Chinese public toilets have been undergoing a major revamp since 2015 as part of a three-year action plan. Last week, the China National Tourism Administration (CNTA) said local governments have installed close to 36,000 new toilets across the country and another 15,000 have been renovated, thus completing 90% of the target set by the Xi Jinping-endorsed campaign.
The public toilets at the Temple of Heaven, one of the most popular tourist destinations in Beijing, were hailed by the CNTA as “star bathrooms”. However, in an embarrassing revelation, a local newspaper has reported that people have been stealing toilet roll from the Temple facility, with some offenders making multiple visits a day. Worse for Temple of Heaven staff, the provision of toilet paper is a prerequisite for receiving a top rating from the CNTA.

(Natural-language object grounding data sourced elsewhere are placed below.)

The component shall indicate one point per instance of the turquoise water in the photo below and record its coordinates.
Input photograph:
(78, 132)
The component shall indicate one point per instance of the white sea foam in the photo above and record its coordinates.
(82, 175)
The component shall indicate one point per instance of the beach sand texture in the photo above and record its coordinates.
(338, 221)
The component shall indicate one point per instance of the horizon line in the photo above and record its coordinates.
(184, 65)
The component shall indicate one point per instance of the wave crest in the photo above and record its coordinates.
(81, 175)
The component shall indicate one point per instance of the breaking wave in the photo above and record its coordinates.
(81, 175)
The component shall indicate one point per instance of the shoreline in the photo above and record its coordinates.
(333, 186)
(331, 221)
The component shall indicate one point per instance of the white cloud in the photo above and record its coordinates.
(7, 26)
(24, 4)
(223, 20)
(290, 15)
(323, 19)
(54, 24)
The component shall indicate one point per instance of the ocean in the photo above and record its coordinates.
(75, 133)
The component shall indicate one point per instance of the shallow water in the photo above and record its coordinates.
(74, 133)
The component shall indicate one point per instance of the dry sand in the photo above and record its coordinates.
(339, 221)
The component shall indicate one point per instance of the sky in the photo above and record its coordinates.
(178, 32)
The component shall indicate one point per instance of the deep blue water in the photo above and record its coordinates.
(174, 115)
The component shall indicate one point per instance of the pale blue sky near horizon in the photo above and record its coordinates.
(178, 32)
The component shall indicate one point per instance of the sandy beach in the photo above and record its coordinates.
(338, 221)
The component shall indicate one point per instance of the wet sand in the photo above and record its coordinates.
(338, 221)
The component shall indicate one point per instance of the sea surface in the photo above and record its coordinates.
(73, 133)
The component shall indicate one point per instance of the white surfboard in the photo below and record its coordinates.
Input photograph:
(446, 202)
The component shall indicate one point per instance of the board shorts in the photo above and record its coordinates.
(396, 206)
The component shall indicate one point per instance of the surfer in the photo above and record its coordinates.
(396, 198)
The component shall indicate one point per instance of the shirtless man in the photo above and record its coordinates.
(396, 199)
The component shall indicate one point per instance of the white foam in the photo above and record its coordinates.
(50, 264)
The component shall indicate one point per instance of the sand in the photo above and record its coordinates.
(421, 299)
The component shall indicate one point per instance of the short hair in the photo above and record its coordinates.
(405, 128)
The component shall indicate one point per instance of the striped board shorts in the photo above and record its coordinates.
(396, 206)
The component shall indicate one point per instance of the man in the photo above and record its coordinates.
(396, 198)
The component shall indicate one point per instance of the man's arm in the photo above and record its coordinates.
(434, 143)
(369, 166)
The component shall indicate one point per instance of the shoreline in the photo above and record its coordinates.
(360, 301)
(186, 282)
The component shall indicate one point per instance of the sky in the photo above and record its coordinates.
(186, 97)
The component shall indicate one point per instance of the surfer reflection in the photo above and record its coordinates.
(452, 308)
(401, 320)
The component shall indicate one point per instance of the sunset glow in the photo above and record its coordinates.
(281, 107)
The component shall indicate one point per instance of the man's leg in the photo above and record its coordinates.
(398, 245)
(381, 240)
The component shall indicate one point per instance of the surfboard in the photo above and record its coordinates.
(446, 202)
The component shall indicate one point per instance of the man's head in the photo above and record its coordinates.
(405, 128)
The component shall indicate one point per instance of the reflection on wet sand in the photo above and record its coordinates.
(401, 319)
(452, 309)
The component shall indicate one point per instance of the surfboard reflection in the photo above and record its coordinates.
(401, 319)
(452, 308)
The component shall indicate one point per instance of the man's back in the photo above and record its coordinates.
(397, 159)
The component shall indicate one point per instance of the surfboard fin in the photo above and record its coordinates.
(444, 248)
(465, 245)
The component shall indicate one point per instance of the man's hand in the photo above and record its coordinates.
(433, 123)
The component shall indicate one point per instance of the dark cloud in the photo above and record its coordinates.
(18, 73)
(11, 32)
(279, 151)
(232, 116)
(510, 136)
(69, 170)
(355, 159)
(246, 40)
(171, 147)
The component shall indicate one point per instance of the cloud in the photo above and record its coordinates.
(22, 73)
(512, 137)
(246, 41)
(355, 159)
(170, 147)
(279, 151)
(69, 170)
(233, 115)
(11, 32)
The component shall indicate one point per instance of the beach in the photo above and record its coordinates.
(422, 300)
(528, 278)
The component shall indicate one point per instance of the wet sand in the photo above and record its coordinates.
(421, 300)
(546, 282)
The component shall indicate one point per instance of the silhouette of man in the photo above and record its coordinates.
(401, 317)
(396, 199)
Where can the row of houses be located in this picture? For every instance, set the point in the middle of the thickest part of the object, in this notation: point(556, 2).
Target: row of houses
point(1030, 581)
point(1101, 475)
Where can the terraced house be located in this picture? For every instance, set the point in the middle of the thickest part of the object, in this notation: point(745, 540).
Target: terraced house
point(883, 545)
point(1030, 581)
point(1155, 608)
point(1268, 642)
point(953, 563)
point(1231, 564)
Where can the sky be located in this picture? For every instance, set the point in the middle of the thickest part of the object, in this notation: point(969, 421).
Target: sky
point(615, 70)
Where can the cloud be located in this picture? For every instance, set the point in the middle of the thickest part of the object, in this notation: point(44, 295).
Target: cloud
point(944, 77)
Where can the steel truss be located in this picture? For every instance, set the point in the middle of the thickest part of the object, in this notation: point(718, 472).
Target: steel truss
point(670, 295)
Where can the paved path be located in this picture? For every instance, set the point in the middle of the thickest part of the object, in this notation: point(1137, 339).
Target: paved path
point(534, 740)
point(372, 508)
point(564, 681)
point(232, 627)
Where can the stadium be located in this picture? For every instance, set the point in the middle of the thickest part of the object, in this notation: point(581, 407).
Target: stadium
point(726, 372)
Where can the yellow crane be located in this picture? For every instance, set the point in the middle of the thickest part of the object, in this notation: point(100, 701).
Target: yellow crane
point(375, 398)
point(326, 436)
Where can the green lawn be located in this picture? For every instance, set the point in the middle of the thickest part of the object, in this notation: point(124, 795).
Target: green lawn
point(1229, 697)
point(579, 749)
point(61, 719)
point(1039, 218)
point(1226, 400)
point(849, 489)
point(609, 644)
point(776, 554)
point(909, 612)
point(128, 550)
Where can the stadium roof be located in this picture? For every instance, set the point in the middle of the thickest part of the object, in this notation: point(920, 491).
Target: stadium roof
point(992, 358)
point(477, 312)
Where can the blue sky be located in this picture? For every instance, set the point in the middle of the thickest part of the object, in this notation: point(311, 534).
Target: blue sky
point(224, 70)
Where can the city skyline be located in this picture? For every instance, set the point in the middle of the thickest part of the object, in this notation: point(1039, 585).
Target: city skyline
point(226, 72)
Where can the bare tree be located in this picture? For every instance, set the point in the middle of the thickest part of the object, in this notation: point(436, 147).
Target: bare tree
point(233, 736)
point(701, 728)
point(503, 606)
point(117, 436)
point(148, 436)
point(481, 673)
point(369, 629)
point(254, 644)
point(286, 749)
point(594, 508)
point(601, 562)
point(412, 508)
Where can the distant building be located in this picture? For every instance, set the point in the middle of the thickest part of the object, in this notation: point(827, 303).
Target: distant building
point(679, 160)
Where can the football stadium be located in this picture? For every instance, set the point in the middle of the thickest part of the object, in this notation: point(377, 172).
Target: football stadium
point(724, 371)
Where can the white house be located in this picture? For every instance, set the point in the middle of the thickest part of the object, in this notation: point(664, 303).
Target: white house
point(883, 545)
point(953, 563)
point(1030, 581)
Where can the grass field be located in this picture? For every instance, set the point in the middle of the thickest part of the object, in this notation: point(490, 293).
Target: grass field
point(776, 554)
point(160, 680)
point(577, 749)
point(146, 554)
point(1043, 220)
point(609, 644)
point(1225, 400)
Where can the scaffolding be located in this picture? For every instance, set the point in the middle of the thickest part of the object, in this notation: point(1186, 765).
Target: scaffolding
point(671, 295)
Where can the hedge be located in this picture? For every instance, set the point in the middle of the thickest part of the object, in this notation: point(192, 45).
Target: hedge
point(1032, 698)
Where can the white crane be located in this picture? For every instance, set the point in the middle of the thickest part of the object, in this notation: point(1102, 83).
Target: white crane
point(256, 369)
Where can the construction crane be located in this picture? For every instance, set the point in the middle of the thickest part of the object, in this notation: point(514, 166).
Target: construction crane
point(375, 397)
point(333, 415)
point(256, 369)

The problem has seen officials turn to technology for a solution. After trying out fingerprinting and laser sensors to foil the toilet paper thieves, the Temple of Heaven team has settled for facial recognition techniques. Toilet rolls are now mounted on walls complete with high-definition cameras and machines dispense a 60-centimetre roll of paper for each facial scan. If the same individual wants more tissue, he or she must try again in nine minutes. “For emergencies – having loose bowels, for instance – one can ask for toilet paper from the staff managing the facility,” one park official explained to a local newspaper.